You didn't provide mae function, but to run the code in njit mode you must also decorate mae function, or if it is a number pass it as an argument to the jitted function. 你没有提供mae函数,但是要在njit模式下运行代码,你还必须装饰mae函数,或者如果它是一个数字,则将它作为参数传递给jitted函数。

Other options 其他选择

Python scientific ecosystem is huge, I just mention some other equivalent options to speed up: Cython , Nuitka , Pythran , bottleneck and many others. Python科学生态系统是巨大的,我只提到了一些其他等效的选项来加速: CythonNuitkaPythranbottleneck和许多其他。 Perhaps you are interested in gpu computing , but this is actually another story. 也许你对gpu computing感兴趣,但这实际上是另一个故事。

Timings 计时

On my computer, unfortunately the old one, the timings are: 在我的电脑上,不幸的是旧的,时间是:

import numpy as np
import numexpr as ne

forecasted_array = np.random.rand(10000)
observed_array   = np.random.rand(10000)

initial version 初始版本

%timeit mb_r(forecasted_array, observed_array)
23.4 s ± 430 ms per loop (mean ± std. dev. of 7 runs, 1 loop each)

numexpr

%%timeit
forecasted_array2d = forecasted_array[:, np.newaxis]
ne.evaluate('sum(abs(forecasted_array2d - observed_array))')[()]
784 ms ± 11.4 ms per loop (mean ± std. dev. of 7 runs, 1 loop each)

broadcast version 广播版

%timeit mb_r_bcast(forecasted, observed)
1.47 s ± 4.13 ms per loop (mean ± std. dev. of 7 runs, 1 loop each)

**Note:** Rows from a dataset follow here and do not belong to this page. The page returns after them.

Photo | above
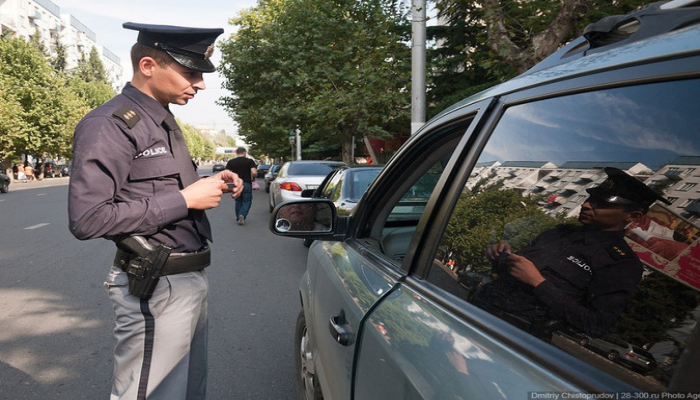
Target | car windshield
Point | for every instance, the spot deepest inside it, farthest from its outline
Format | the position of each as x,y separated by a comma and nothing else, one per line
310,169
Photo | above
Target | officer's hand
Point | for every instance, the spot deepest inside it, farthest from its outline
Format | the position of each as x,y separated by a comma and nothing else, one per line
493,251
205,193
524,270
231,178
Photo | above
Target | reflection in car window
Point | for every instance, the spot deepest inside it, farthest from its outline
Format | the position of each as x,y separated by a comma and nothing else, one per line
360,182
532,189
395,220
309,169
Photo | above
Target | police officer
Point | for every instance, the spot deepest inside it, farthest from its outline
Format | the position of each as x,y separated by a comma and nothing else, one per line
133,176
581,276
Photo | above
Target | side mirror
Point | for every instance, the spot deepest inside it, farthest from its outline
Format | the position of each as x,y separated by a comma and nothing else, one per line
308,193
303,217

inner loop unrolled version 内循环展开版

%timeit mb_r_unroll(forecasted, observed)
389 ms ± 11.5 ms per loop (mean ± std. dev. of 7 runs, 1 loop each)

numba njit(parallel=True) version numba njit(parallel=True)版本

%timeit mb_r_njit(forecasted_array, observed_array)
32 ms ± 4.05 ms per loop (mean ± std. dev. of 7 runs, 1 loop each)

It can be seen that njit approach is 730x faster then your initial solution, and also 24.5x faster than numexpr solution (maybe you need Intel's Vector Math Library to accelerate it). 由此可以看出, njit的做法是730X快那么你的初步解决方案,同时也24.5x速度比numexpr解决方案(也许你需要英特尔的矢量数学库,以加速它)。 Also simple approach with the inner loop unrolling gives you 60x speed up compared to your initial version. 内圈展开的简单方法与初始版本相比,速度提高了60倍。 My specs are: 我的规格是:

Intel(R) Core(TM)2 Quad CPU Q9550 2.83GHz 英特尔(R)酷睿(TM)2四核CPU Q9550 2.83GHz
Python 3.6.3 Python 3.6.3
numpy 1.13.3 numpy 1.13.3
numba 0.36.1 numba 0.36.1
numexpr 2.6.4 numexpr 2.6.4

Final Note 最后的说明

I was surprised by your phrase "I have heard (haven't yet tested) that indexing a numpy array using a python for loop is very slow." 我很惊讶你的短语“我听说过(还没有测试过)使用python for循环索引一个numpy数组非常慢。” So I test: 所以我测试:

arr = np.arange(1000)
ls = arr.tolistist()

%timeit for i in arr: pass
69.5 µs ± 282 ns per loop (mean ± std. dev. of 7 runs, 10000 loops each)

%timeit for i in ls: pass
13.3 µs ± 81.8 ns per loop (mean ± std. dev. of 7 runs, 100000 loops each)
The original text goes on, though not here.